Tech Universe: Friday 16 May

By Miraz Jordan

London's highrise Shard building. Photo / Thinkstock
London's highrise Shard building. Photo / Thinkstock

SMOKE AND MIRRORS: Looking for privacy in your top floor hotel room in London's highrise Shard building? Better keep the lights off then, as the building's design includes protruding glass panels at the corners. At night, with a dark background, a room's lights can turn those windows into mirrors, giving anyone in neighbouring rooms a good view of activities. The hotel has supplied blinds for privacy, but then guests have to remember to actually use them. There's just no privacy left any more.

THE FLYING EYE: The Bebop Drone from Parrot carries an HD camera fully stabilised on 3 axes and able to take wide angle 1080p video without distortion. The drone includes WiFi and GPS and holds 8GB of images on a flash card. The 400 gram drone can safely fly indoors or out and has a WiFi range of up to 300 metres. Control it via an app on a smartphone or tablet.

The Lithium Polymer Battery flies the drone for around 12 minutes after a 2.5 hour charge. That's a lot of charging for a brief flight, unfortunately.

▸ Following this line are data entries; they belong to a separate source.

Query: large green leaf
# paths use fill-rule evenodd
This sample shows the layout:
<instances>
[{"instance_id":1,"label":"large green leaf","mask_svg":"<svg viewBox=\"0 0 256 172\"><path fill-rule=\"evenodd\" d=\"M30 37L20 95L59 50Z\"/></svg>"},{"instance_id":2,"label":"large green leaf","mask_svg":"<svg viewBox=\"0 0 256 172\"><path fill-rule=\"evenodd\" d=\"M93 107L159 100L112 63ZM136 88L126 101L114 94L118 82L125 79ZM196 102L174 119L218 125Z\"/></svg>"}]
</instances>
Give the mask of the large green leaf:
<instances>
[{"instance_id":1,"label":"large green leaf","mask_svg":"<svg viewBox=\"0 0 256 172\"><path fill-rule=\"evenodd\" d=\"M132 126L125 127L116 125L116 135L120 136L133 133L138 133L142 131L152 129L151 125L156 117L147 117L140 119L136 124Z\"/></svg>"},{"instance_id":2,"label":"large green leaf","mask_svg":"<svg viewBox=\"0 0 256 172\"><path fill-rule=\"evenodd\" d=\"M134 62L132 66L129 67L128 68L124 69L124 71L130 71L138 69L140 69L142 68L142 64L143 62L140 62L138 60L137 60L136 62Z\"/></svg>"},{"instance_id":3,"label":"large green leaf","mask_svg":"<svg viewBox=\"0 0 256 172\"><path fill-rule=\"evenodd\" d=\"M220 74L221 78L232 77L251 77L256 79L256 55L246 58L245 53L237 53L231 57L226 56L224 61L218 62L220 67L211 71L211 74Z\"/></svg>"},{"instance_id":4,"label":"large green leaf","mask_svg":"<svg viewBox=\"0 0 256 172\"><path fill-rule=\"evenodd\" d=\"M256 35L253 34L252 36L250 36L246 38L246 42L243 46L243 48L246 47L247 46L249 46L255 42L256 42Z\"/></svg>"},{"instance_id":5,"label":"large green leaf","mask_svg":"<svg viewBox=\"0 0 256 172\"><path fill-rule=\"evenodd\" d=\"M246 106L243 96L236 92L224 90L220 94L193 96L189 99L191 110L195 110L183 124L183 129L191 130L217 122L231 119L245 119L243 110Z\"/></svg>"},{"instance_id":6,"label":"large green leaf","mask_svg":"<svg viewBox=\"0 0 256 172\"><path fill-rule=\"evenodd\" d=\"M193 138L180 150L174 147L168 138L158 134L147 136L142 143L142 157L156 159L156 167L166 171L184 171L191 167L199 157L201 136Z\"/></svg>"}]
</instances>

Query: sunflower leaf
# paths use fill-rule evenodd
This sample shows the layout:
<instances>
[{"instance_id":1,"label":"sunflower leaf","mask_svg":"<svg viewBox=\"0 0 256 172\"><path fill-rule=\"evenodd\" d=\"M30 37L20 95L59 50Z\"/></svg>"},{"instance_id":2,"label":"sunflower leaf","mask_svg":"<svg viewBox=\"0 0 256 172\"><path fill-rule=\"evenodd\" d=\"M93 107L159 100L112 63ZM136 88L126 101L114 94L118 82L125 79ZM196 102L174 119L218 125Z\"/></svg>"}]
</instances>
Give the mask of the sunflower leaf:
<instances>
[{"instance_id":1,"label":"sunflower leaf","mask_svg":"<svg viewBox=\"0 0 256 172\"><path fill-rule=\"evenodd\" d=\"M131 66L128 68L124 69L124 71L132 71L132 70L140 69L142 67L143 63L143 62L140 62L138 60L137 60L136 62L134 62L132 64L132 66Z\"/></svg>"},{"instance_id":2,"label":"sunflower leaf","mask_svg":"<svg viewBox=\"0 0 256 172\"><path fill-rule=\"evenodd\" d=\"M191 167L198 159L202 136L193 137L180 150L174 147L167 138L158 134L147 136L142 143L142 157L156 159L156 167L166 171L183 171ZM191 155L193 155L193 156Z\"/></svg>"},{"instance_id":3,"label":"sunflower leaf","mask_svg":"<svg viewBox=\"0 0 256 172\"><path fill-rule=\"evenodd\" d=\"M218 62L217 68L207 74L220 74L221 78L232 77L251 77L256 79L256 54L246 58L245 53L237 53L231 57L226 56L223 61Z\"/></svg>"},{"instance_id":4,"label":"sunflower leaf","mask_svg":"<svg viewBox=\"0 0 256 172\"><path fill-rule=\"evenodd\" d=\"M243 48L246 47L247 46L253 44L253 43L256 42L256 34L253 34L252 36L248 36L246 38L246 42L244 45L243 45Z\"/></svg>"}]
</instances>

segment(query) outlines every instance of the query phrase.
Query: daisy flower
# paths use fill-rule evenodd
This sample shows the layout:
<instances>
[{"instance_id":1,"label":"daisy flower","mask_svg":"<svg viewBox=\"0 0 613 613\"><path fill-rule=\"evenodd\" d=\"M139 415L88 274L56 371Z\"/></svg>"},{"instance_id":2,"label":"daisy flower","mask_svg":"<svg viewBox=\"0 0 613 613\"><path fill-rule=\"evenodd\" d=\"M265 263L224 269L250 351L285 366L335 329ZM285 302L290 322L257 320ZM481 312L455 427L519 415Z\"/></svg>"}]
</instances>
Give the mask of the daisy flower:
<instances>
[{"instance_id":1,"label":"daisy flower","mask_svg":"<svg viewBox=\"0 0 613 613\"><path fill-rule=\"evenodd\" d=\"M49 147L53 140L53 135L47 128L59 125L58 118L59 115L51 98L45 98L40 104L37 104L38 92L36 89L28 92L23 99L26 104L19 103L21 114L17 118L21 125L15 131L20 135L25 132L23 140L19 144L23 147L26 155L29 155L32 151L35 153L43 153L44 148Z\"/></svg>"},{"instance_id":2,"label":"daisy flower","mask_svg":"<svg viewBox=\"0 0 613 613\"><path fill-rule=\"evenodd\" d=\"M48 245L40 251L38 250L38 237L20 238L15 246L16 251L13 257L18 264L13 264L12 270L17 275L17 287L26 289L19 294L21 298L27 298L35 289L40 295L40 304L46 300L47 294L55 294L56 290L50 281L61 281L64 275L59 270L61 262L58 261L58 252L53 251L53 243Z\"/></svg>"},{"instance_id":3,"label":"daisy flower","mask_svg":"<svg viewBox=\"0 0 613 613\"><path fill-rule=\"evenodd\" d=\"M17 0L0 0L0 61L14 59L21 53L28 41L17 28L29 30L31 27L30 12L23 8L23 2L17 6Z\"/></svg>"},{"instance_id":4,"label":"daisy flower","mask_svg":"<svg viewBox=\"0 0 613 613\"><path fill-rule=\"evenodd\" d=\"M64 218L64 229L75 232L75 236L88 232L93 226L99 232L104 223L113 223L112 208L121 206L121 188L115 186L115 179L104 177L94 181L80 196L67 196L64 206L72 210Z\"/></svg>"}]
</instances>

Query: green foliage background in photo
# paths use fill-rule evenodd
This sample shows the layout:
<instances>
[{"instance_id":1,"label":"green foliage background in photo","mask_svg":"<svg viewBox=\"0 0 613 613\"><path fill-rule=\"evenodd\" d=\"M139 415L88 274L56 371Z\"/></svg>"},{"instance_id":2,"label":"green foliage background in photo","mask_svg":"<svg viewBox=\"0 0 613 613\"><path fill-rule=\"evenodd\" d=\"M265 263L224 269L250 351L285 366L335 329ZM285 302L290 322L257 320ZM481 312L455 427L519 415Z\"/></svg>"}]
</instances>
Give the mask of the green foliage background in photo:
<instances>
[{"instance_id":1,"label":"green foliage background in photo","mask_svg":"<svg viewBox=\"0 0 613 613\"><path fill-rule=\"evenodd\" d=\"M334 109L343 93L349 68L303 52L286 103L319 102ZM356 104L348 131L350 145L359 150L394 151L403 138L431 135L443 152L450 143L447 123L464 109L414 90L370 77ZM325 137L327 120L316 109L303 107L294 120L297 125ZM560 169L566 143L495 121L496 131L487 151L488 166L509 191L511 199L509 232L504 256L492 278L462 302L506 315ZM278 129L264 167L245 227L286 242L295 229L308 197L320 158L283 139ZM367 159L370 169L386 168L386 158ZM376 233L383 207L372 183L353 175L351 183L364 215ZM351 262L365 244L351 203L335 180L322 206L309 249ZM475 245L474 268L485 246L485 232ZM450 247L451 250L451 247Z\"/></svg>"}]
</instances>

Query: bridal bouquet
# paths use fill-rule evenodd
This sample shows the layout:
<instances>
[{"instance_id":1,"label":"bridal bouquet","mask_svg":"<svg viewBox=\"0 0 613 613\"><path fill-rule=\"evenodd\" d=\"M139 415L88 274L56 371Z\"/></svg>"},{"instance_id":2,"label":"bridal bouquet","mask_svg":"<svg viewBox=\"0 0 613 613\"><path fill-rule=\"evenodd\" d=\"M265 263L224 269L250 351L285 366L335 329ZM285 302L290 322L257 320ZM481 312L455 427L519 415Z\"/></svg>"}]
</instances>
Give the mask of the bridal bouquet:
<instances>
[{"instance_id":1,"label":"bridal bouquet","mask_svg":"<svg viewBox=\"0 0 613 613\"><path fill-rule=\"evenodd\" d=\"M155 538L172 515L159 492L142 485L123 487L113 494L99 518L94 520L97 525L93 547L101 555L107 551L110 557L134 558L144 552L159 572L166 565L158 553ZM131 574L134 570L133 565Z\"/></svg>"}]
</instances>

ON THE CLOCK: Nurses in hospitals often need to attend to certain tasks at very specific times, for example administering medication or changing a catheter. Keeping track of all those timings can be complex though, which is why one biomedical engineer in the US has created a low cost single use timer than can be worn like a bracelet. Her invention is still in the manufacturing stage but has been welcomed by practising nurses. I guess it's yet one more item in medicine that can be used only once.

STICKY SOLUTION: If you earn less than $2 per day you're hardly likely to own a computer, and that's a reality of life for millions of people around the world. Keepod though aim to bring computers to some of the poorest, including the half million people in the slums of Nairobi. Keepod is a USB flash drive that includes a unique desktop version of Google's Android 4.4 operating system. The idea is that the drive can be plugged into old PCs without hard drives to boot the computer and as a place for saving files. It also keeps settings, passwords and browser history. That means that schools could use old PCs without the problems associated with multiple users. Keepod aim to extend the plan to India, Israel, southern Italy, and other parts of sub-Saharan Africa. That's a slick solution to a big problem.

PIPES AWAY: If you have to lay a pipeline below the sea and over a long distance then just how do you do it? One answer is to use a vessel like the Audacia and its 270 crew. The ship can carry 14,000 tons of pipe whose outside diameter ranges from 5 to 150 cm. Sections of pipe travel through an assembly line on the ship to be welded, tested and coated and then sent through a prominent bow spur to sink to the seafloor. A powerful pipe tensioner controls how quickly the pipe is let out. The vessel, around 225 metres long and 32 metres wide, can lay around 30 metres of steel tube every minute. That's quite a production line.